In order to explain the “internal value” of an option, we will assume that the option can be exercised at any time, as in the case of an American option.
The “internal value” of an option, at any point in time, is equal to the profit we would gain from exercising the option at that time (gross profit).
If exercising the option on a particular date does produce a profit, this means: the option has no internal value (Internal value = 0).
Calculating the internal value:
For a Call option – the difference between the market price and the exercise price.
For a Put option – the difference between the exercise price and the market price.

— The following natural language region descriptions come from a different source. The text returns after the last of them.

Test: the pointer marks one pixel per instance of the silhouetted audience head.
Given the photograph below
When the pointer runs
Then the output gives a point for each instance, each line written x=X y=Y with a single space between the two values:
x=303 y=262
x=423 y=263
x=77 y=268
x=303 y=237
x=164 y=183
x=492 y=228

The internal value changes with any change in the market price.
No internal value:
In the following cases, there is no internal value:
On a Call option: When the exercise price is equal to or higher than the market price.
On a Put option: When the market price is equal to or higher than the exercise price.
Internal value as the basis for calculating the premium
The internal value should be the basis for calculating the premium. It is unreasonable that the premium would be less than the internal value of the option. We can explain this by means of the Diagram 9.
Let us assume we are holding an option “June $80K C H”.
If we sell the option for less than $20K, we will lose money, since we can exercise it and make a profit of $20K. (For the purposes of the explanation, we assume this to be an American option which can be exercised at any point in time).
Let us assume we are holding an option “June $100K P H”.
If we sell the option for less than $30K, we will lose money, since we can exercise it and make a profit of $30K.
In fact, whoever sells an option at a premium which is equal to its internal value, is swapping money for money, since he receives, on the one hand, a premium, and on the other hand, hands over an asset which includes a profit in the same amount.